Internet : intrus ou médiateur dans la relation patient-médecine?
Ont enquêté notamment sur les sites et forums de
patients.
Problématique
:
comment la présence d'internet agit ou pas sur la relation entre le malade et
le professionnel de santé.
I.
Constat : internet est un tiers omniprésent.
--> Pour les professionnels de santé : Internet
est fortement utilisé. Il s'agit pour eux d'une grande bibliothèque facilement
accessible. Plus de 50% d'entre eux l'utilisent tous les jours : pour eux les
informations y sont globalement pertinentes.
L'utilisation des TIC (technologies de
l'information et de la communication) n'est pas également répartie chez les
médecins : utilisation plus intensive et appréciation positive par les
spécialistes de sexe masculin. Perception qu'ont les médecins du web santé
varie aussi en fonction de la connaissance qu'ils ont des outils.
-->
Pour les patients : 64% des patients français utiliseraient internet pour
obtenir des informations en santé.
Large
généralisation d'internet dans toutes les couches de la société (2 foyers sur 3
y ont accès). Toutefois, les usagers ne sont pas tous égaux : le niveau
d'éducation modifie le type de recherche, son approfondissement, la pertinence
des questions posées, etc.
II. Un "non-outil" de
communication
Médecin
et patient utilisent internet qui est donc présent dans la consultation
médicale. Pourtant Internet n'est qu'un tiers et non un moyen d'échange entre
le médecin et le patient.
La cas de l'email :
Serait
peu utilisé malgré sa rapidité et sa simplicité : moins de 5% des européens, en 2010, auraient échangé par mail avec
leur médecin (renouvellement d'ordonnance et prise de rdv).
Pourquoi
? : 2 raisons essentielles :
-->
selon les enquêtes : l'email est facile d'usage et accessible mais suppose de
prendre du temps.
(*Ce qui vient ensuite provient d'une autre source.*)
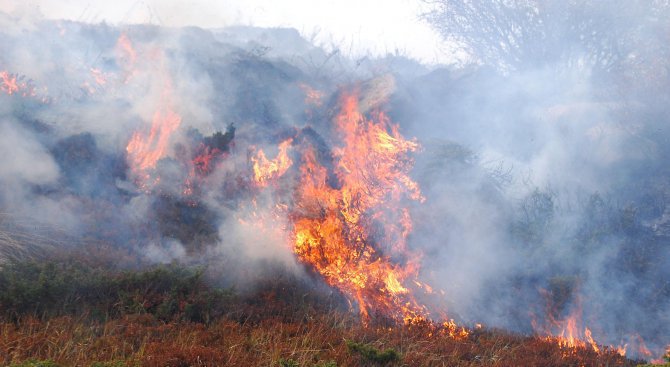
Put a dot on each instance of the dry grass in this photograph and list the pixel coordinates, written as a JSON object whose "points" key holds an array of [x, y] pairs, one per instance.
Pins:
{"points": [[309, 340]]}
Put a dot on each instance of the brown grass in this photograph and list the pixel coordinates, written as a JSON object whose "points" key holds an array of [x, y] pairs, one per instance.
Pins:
{"points": [[142, 340]]}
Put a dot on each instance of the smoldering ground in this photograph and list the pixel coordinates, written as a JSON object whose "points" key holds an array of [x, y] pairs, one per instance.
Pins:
{"points": [[543, 172]]}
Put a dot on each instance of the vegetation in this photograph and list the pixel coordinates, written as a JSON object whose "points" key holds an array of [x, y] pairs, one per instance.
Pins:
{"points": [[69, 312]]}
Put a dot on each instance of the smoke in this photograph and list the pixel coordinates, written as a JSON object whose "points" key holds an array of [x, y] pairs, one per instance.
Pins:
{"points": [[542, 162]]}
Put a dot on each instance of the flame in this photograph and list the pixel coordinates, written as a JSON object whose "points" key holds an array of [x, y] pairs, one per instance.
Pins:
{"points": [[144, 150], [266, 170], [353, 233], [9, 84]]}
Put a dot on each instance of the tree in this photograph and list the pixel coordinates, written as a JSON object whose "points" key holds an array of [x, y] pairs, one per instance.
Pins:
{"points": [[519, 34]]}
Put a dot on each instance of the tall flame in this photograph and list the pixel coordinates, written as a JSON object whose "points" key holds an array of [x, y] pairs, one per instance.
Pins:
{"points": [[145, 149], [353, 233]]}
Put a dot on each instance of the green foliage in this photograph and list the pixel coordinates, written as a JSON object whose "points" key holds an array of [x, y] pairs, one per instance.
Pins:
{"points": [[35, 363], [372, 354], [66, 288]]}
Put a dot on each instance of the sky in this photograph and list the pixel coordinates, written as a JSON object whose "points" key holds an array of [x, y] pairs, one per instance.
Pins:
{"points": [[354, 26]]}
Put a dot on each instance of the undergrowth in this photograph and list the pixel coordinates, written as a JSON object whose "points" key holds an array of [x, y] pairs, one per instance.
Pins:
{"points": [[67, 313]]}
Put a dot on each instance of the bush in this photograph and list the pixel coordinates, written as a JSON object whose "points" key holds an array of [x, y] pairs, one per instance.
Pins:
{"points": [[50, 289]]}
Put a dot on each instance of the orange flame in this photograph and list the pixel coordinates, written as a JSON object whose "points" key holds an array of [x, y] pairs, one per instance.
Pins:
{"points": [[9, 84], [145, 150], [266, 170], [353, 234]]}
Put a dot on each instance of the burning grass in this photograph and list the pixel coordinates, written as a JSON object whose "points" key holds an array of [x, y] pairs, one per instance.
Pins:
{"points": [[71, 313]]}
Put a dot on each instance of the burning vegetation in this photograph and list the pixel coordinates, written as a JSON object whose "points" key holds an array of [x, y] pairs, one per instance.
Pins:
{"points": [[308, 205]]}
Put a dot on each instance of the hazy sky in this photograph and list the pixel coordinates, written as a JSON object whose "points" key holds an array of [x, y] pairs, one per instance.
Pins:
{"points": [[379, 26]]}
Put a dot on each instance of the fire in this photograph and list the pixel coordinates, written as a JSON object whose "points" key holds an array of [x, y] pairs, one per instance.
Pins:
{"points": [[144, 150], [266, 170], [9, 84], [353, 233]]}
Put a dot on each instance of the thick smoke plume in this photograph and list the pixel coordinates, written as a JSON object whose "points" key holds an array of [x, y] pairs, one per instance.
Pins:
{"points": [[539, 160]]}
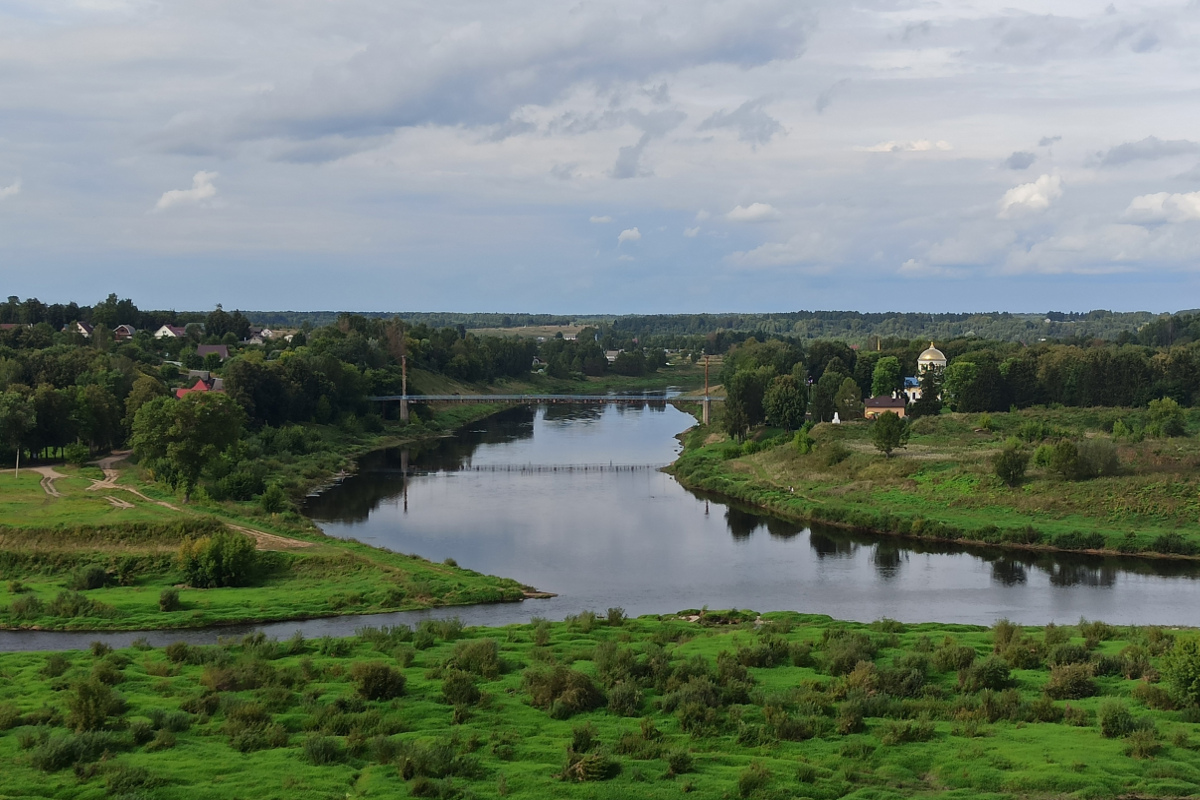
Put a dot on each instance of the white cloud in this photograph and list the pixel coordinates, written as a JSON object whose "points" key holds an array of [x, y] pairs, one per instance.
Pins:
{"points": [[754, 212], [1029, 198], [1164, 208], [202, 190], [628, 234], [919, 145]]}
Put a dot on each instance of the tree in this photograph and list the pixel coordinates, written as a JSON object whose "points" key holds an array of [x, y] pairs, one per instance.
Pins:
{"points": [[17, 420], [849, 400], [930, 401], [888, 432], [1011, 463], [786, 402], [823, 396], [1181, 667], [886, 378]]}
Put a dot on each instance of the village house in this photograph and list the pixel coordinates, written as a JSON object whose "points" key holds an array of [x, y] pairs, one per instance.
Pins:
{"points": [[220, 349], [169, 332], [875, 405]]}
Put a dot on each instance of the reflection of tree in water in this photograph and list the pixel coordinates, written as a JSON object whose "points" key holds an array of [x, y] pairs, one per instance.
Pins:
{"points": [[832, 546], [573, 413], [381, 475], [887, 559], [742, 523], [1009, 572]]}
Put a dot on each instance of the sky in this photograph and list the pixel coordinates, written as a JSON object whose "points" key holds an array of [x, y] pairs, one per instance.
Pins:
{"points": [[601, 157]]}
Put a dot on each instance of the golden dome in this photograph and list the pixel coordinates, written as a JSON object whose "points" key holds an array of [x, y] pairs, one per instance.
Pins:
{"points": [[931, 356]]}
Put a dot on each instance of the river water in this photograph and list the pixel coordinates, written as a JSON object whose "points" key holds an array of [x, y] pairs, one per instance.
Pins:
{"points": [[570, 499]]}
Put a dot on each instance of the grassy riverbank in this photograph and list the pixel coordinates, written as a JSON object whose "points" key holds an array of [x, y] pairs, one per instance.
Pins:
{"points": [[83, 553], [942, 486], [797, 707]]}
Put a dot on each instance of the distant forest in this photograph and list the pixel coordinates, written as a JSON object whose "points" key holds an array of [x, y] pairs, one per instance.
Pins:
{"points": [[850, 326]]}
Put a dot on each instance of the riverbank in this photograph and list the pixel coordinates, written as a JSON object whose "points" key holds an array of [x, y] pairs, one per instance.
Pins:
{"points": [[941, 486], [706, 703]]}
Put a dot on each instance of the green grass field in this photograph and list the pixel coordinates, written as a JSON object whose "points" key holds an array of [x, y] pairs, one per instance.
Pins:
{"points": [[941, 486], [793, 707]]}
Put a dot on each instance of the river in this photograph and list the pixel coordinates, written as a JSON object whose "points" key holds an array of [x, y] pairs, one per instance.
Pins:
{"points": [[570, 499]]}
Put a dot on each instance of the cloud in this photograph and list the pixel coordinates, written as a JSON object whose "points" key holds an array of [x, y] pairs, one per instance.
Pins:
{"points": [[628, 160], [918, 145], [1031, 198], [628, 234], [1020, 160], [810, 247], [753, 124], [1164, 206], [202, 190], [754, 212], [1149, 149]]}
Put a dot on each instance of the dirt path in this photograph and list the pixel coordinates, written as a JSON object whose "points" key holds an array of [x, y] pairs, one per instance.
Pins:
{"points": [[271, 541], [48, 477]]}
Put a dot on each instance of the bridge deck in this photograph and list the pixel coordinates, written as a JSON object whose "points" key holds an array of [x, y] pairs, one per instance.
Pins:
{"points": [[539, 398]]}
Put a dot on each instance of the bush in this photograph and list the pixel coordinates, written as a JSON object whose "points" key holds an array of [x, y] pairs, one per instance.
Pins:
{"points": [[223, 559], [562, 691], [990, 673], [459, 689], [1011, 463], [94, 577], [168, 600], [90, 703], [322, 751], [274, 499], [375, 680], [1071, 683], [1115, 720]]}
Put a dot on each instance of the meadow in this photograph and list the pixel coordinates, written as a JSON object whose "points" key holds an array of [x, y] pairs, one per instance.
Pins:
{"points": [[711, 704], [942, 485]]}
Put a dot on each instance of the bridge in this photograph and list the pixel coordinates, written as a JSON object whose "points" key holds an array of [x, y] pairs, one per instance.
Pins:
{"points": [[538, 400]]}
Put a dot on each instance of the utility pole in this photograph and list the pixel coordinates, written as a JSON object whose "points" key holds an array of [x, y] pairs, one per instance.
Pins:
{"points": [[403, 388]]}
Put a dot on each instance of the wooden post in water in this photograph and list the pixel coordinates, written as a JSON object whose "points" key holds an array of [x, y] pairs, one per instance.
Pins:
{"points": [[403, 388]]}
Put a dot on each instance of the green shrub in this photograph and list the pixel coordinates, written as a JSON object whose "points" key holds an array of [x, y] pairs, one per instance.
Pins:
{"points": [[1071, 683], [168, 600], [375, 680], [93, 577], [322, 751], [1114, 719], [225, 559], [459, 689]]}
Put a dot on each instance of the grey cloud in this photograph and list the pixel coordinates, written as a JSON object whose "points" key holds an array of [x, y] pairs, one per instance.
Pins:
{"points": [[481, 80], [1149, 149], [826, 96], [913, 30], [1020, 160], [753, 124], [628, 160]]}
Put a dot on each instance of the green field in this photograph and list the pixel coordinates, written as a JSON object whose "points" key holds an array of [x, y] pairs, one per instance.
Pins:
{"points": [[600, 707], [942, 485]]}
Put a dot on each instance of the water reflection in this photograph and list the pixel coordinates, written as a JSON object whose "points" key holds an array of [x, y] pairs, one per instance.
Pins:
{"points": [[568, 499]]}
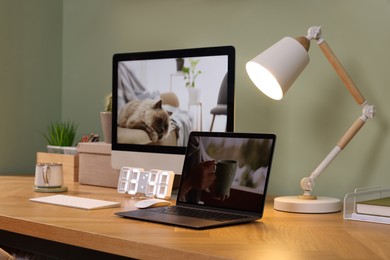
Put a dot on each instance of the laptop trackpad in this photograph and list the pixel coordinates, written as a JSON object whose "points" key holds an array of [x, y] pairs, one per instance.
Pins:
{"points": [[144, 214]]}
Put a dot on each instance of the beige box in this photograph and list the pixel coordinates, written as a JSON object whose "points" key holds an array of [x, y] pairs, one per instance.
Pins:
{"points": [[95, 165], [70, 164]]}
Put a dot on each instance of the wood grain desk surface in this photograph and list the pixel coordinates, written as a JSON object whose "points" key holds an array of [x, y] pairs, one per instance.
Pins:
{"points": [[277, 235]]}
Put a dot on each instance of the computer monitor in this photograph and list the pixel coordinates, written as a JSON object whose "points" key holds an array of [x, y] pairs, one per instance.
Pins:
{"points": [[194, 86]]}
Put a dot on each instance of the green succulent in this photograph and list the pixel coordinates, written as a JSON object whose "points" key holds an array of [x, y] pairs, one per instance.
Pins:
{"points": [[61, 133]]}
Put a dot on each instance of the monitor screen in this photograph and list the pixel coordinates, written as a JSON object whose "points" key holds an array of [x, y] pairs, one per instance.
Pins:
{"points": [[159, 97]]}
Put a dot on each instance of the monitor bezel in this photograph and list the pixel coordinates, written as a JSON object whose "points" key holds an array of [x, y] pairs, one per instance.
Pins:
{"points": [[228, 51]]}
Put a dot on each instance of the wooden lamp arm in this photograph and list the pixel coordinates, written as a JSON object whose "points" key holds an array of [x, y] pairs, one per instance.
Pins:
{"points": [[307, 183]]}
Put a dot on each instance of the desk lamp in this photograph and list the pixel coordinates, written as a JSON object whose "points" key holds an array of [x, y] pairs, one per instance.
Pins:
{"points": [[273, 72]]}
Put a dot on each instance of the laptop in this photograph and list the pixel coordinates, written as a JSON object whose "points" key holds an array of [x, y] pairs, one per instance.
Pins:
{"points": [[224, 182]]}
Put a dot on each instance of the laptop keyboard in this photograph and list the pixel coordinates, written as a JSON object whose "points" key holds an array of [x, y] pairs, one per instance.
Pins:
{"points": [[197, 213]]}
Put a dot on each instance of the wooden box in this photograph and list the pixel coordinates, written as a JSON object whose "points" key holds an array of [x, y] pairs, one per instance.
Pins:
{"points": [[70, 164], [95, 165]]}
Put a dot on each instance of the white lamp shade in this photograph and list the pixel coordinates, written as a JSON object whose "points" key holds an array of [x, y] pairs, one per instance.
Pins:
{"points": [[275, 70]]}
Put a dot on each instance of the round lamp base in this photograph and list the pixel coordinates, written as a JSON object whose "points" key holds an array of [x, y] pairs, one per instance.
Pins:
{"points": [[296, 205]]}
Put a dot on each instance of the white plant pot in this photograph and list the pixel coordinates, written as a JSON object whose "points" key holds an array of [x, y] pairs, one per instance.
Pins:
{"points": [[106, 120], [193, 96]]}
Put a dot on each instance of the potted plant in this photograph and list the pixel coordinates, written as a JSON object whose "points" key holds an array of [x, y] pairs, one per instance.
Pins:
{"points": [[106, 117], [190, 75], [61, 136]]}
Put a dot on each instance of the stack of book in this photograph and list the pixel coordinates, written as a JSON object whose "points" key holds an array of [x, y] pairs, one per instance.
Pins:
{"points": [[368, 204], [376, 207]]}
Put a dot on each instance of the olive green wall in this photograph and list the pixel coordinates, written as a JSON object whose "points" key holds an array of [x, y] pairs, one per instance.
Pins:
{"points": [[30, 79], [313, 115], [308, 122]]}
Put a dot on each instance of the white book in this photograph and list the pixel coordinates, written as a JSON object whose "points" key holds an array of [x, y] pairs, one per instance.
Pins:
{"points": [[76, 202], [378, 207]]}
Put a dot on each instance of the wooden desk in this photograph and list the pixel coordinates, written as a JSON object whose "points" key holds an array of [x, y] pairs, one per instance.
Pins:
{"points": [[277, 236]]}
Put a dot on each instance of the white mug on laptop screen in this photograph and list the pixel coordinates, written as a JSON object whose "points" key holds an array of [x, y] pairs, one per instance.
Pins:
{"points": [[48, 175]]}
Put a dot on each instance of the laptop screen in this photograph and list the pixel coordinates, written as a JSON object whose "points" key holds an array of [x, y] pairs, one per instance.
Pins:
{"points": [[227, 170]]}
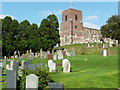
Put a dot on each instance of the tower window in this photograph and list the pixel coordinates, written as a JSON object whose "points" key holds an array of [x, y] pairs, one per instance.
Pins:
{"points": [[65, 17], [76, 17]]}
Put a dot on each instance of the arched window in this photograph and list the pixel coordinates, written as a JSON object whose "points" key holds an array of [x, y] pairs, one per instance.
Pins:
{"points": [[76, 17], [65, 17]]}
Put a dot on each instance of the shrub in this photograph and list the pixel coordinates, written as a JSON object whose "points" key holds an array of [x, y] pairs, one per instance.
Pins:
{"points": [[43, 77]]}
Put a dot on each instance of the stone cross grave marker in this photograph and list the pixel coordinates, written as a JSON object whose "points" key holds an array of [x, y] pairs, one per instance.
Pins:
{"points": [[11, 79], [66, 65], [32, 81], [32, 67], [55, 86]]}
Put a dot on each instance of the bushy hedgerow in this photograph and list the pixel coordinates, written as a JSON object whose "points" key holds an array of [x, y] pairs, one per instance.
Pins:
{"points": [[43, 77]]}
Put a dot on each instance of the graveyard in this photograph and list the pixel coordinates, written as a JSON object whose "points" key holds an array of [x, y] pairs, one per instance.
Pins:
{"points": [[88, 67]]}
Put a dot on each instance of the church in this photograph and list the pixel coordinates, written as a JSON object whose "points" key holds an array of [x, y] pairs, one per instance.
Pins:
{"points": [[72, 30]]}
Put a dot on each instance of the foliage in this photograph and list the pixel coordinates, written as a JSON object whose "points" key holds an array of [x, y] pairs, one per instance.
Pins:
{"points": [[111, 29], [24, 36], [43, 78]]}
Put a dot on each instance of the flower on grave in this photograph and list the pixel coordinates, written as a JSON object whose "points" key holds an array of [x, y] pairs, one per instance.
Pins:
{"points": [[19, 63]]}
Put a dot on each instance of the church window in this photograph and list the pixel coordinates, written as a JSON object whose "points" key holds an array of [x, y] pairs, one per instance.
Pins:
{"points": [[65, 17], [76, 17]]}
Le médecin considère qu'il s'agit d'une tâche supplémentaire (des
études posent même la question de la rémunération de cette tâche) ;
-->
Manque de sécurité et de confidentialité.
Le cas de la communication collective
via un site web :
Rare. Peu de sites de médecins.
- Ex : les auteurs ont fait une
enquête sur 3 spécialités médicales (dermatologie, pédiatrie et ophtalmologie)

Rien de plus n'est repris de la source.